There was a second forum the next day which was more of a symposium. Bike Share Philadelphia invited city and state officials to learn about bike share. The officials talked with people from the bike share industry to really understand public use bicycling and in end the city officials were very interested in making bike share a reality in Philadelphia.
After the forum City Council passed a resolution to implement a bike share program. This began with a feasibility study which was supposed to be given to City Council in December of 2008. However, the study didn’t begin in September of 2008 and took an extremely long time to be written. It was eventually given to city council in February of 2010.
While the study was being conducted and written, BSP encouraged residents to write to the city government and tell them how much they wanted a bike share program. By the time the study was delivered to city council, two thousand letter and emails had been sent.
The feasibility study said yes, a bike share system would work in Philadelphia. It recommended that the program should start with 1,700 bikes at 20 stations per square miles in the first two years. At four years it should have 3,500 bikes.

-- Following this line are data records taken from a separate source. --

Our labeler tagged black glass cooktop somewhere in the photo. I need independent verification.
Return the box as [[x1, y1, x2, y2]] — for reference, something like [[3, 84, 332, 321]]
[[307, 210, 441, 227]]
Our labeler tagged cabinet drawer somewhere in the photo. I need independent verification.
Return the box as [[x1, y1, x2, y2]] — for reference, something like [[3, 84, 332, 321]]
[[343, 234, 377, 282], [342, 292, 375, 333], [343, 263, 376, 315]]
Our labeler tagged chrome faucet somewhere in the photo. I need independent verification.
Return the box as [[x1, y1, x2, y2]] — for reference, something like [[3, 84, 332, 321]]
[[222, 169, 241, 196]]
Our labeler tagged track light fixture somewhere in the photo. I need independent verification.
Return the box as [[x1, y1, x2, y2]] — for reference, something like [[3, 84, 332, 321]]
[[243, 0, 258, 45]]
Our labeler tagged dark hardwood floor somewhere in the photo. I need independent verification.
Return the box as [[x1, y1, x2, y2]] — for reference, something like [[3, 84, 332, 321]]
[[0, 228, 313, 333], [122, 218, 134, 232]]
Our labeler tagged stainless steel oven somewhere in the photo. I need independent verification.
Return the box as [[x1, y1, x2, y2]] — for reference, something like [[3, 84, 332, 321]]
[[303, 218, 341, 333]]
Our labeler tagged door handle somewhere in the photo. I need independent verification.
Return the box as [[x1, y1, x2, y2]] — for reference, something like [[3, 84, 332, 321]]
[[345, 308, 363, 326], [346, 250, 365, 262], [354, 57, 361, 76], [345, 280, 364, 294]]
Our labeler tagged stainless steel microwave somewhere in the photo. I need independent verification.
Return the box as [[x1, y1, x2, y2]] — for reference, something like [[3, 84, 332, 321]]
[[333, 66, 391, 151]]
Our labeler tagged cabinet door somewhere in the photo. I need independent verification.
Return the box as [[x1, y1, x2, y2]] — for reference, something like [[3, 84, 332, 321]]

Between the feasibility study and the implementation of the bike share program, BSP talked to residents and held bike share demonstrations all over the city. At the end of 2012 Mayor Nutter officially announced Philadelphia would have a bike share program. In 2013 city council received a proposal to allocate 3 million dollars to pay for the beginning of the system.
The feasibility study was also finalized to include a business plan for the system, but this took another year. By 2014 the city was ready to submit a Request for Proposal or RFP for a system vendor and operator for a bike share program in Philadelphia. Finally, in April of 2015, Philadelphia had its bike share program.
For Meddin, this was the realization of an incredibly important dream to bring bike share to Philly. It was a battle that took over ten years and lots of hard work but it has paid off since he has heard incredibly wonderful things about Indego. He hopes in the future that Indego can expand so every resident of Philadelphia can have access to bikes. Finally, he wants everyone to have a station as close to their house as possible and a station as close as possible to where ever they want to go.